Most New Zealand children and young people are healthy and grow up to become healthy adults. However, there are health imbalances within the child and youth population, primarily associated with family socio-economic status and ethnicity.
For much of the 20th century New Zealand was proud of its child health record. Infant mortality, a major health indicator, was the lowest in the world in the early decades and the second-lowest in 1951. Improvements in living standards, smaller families, free and subsidised public health care, family income support and post-Second World War prosperity contributed to this record.
However, New Zealand slipped relative to other rich countries in the 1960s. In the 1970s New Zealand was still in the top third for most child health indicators, but had fallen within this group. By the early 2000s it had dropped to the bottom third. Various broad explanations have been offered, including poor parenting education and skills, fragmented health services, market-led reform of the New Zealand economy in the late 1980s and 1990s, income inequality, changes in welfare policy and internationally low government spending on children.
Government spending on children increases with age in New Zealand and across Organisation for Economic Co-operation and Development (OECD) countries. Spending on children aged 0–5 years mainly takes the form of cash benefits to parents, tax breaks and childcare. Spending on children aged 6–11 is mainly on eduction and to lesser extent cash payments and tax breaks. For those aged 12–17 public expenditure is overwhelmingly on education. New Zealand per capita government spending on children is in the mid-range for OECD countries.
This does not always mean that the health of children got worse overall. Rates for different indicators improved, but to a lesser extent than in other countries, which caught up with and then surpassed New Zealand.
New Zealand did not fare so well internationally in the early 21st century. An OECD report published in 2009 on child health in the 30 OECD countries found that New Zealand had:
- the highest youth (15–19 years) suicide rate
- the second-lowest immunisation rate for measles and the fifth-lowest for whooping cough
- the 10th-highest infant (0–364 days) mortality rate
- the seventh-highest child (0–19 years) mortality rate.
Overall, New Zealand was ranked 29 out of 30 for child health and safety.

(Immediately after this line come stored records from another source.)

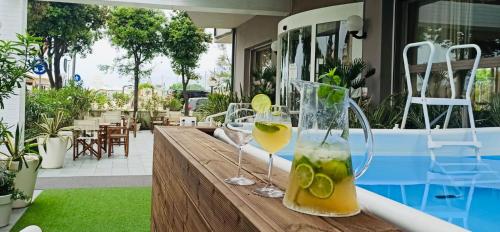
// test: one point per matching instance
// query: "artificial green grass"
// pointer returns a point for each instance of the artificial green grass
(93, 209)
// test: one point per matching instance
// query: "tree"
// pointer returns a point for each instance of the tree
(221, 76)
(139, 32)
(15, 59)
(184, 43)
(65, 28)
(120, 99)
(195, 87)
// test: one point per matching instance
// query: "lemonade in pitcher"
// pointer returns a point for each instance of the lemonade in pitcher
(322, 181)
(322, 177)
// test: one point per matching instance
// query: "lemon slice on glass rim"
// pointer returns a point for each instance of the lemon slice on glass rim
(261, 103)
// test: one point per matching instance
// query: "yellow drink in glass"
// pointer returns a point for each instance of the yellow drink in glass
(272, 136)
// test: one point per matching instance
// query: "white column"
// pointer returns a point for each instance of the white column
(13, 17)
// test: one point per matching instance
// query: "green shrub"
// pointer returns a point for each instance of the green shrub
(218, 102)
(172, 103)
(73, 100)
(120, 99)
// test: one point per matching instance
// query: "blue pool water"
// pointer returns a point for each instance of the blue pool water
(460, 190)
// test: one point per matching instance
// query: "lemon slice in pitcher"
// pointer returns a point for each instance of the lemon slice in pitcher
(305, 175)
(261, 103)
(322, 186)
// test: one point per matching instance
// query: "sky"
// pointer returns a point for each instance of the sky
(103, 53)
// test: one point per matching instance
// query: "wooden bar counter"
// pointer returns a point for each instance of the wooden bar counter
(189, 193)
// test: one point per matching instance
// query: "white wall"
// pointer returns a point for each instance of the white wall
(13, 14)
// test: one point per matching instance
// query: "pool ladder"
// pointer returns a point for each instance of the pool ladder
(450, 102)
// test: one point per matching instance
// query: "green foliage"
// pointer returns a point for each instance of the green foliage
(16, 150)
(72, 99)
(120, 99)
(153, 104)
(265, 82)
(190, 87)
(140, 33)
(221, 76)
(172, 103)
(348, 75)
(390, 112)
(50, 127)
(7, 183)
(101, 100)
(218, 102)
(65, 28)
(15, 62)
(184, 43)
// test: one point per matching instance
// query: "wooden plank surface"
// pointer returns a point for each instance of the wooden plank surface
(488, 62)
(189, 193)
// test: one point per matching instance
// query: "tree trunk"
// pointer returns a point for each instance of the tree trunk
(57, 71)
(58, 53)
(184, 92)
(48, 48)
(136, 89)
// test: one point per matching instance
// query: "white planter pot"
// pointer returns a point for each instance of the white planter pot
(53, 157)
(25, 180)
(5, 210)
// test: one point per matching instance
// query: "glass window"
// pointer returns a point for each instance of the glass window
(332, 45)
(263, 74)
(448, 23)
(300, 54)
(284, 68)
(263, 58)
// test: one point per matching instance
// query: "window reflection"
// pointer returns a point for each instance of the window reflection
(332, 44)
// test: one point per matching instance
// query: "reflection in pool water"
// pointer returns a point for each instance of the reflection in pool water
(460, 190)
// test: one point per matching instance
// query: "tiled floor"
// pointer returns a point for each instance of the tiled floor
(139, 161)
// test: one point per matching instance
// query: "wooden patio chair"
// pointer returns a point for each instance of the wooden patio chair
(158, 120)
(133, 125)
(118, 135)
(86, 133)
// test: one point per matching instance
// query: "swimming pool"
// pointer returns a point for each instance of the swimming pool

New Zealand’s youth suicide rate at 15.6 per 100,000 of those aged 15 to 19 years from 2009 to 2013 was the highest among 41 countries in the European Union and the OECD – countries defined as 'rich countries' by the United Nations Children's Fund. However, across these countries, suicide was the leading cause of death for those in this age group accounting for 17.6% of all deaths.

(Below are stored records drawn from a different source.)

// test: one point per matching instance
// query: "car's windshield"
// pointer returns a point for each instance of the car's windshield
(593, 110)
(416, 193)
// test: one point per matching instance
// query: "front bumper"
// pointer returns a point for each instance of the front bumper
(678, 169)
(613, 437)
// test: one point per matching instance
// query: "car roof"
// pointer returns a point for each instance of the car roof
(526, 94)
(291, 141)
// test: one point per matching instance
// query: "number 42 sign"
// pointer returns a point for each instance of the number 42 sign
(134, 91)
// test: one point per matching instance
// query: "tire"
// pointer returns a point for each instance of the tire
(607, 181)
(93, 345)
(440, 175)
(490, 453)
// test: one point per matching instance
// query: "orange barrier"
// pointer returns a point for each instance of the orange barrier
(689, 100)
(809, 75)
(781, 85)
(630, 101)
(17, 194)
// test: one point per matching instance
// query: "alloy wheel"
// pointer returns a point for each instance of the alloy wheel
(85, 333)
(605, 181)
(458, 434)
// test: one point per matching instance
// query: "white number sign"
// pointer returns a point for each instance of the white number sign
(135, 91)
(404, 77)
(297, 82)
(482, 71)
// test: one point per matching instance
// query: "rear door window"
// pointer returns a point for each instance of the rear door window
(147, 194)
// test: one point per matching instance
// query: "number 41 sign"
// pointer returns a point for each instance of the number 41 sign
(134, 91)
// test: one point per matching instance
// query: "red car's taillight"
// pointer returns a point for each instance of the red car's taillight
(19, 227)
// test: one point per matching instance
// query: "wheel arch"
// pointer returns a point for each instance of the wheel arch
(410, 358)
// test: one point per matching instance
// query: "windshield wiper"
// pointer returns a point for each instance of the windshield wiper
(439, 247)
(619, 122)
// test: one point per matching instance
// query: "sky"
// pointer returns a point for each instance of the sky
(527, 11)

Health researchers say that a cautionary approach should be taken when making international comparisons of suicide rates. The level of proof required to classify a death as suicide varies between countries. In New Zealand the investigation process is very thorough and the number of unclassified deaths is low. By comparison, there may be undercounting of suicides in other countries. The stigma attached to suicide may affect the way deaths are classified.
Death and hospitalisation rates
The causes of death for children and young people differ depending on age. In the 2010s sudden unexpected death in infancy was the most common cause of death in post-neonatal babies (29–364 days). Medical conditions like cancer were the leading cause of death in children (1–14 years) and car accidents were also a significant cause. For young people (15–24 years) the leading cause of death is intentional injury (suicide and assault).

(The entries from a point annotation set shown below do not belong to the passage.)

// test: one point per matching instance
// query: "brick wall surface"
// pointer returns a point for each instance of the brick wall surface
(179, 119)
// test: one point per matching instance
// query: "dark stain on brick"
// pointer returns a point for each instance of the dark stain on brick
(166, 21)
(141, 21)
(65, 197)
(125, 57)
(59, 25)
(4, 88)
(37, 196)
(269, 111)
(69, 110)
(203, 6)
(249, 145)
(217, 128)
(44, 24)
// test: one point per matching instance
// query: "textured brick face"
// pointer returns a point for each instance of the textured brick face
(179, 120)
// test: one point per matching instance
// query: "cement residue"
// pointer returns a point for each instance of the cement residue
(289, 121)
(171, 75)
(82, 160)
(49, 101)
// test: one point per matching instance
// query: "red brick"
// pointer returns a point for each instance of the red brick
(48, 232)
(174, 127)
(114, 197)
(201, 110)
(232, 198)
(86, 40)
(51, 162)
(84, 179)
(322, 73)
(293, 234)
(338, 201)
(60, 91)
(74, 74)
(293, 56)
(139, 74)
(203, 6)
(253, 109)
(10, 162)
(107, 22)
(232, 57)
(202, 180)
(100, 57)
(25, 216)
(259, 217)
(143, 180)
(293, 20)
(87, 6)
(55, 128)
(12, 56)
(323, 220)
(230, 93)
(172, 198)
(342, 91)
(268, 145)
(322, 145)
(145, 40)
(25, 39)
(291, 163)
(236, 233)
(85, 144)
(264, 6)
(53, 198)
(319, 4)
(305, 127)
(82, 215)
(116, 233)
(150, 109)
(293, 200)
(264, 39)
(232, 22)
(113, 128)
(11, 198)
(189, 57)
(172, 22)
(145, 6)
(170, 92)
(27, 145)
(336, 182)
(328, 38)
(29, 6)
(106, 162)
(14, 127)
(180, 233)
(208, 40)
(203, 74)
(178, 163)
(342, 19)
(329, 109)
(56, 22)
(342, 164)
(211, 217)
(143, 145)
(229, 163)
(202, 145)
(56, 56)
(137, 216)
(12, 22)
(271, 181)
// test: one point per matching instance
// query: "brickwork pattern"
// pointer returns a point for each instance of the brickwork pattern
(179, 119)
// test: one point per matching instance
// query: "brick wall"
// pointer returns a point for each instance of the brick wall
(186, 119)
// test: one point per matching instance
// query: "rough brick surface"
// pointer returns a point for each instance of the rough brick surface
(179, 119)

Injury and poisoning combined were the most common cause of acute hospitalisation of both children and young people. Other significant causes for children were gastroenteritis and respiratory diseases, and for young people abdominal and pelvic pain and mental-health issues.
Māori and Pacific children and young people had the highest rates of mortality followed by those of European and other ethnicities. Asian children and young people had the lowest rates of mortality. Male children and young people were more likely to die before they turned 25 and much more likely to die as a result of intentional injury (69%) or unintentional injury (76%).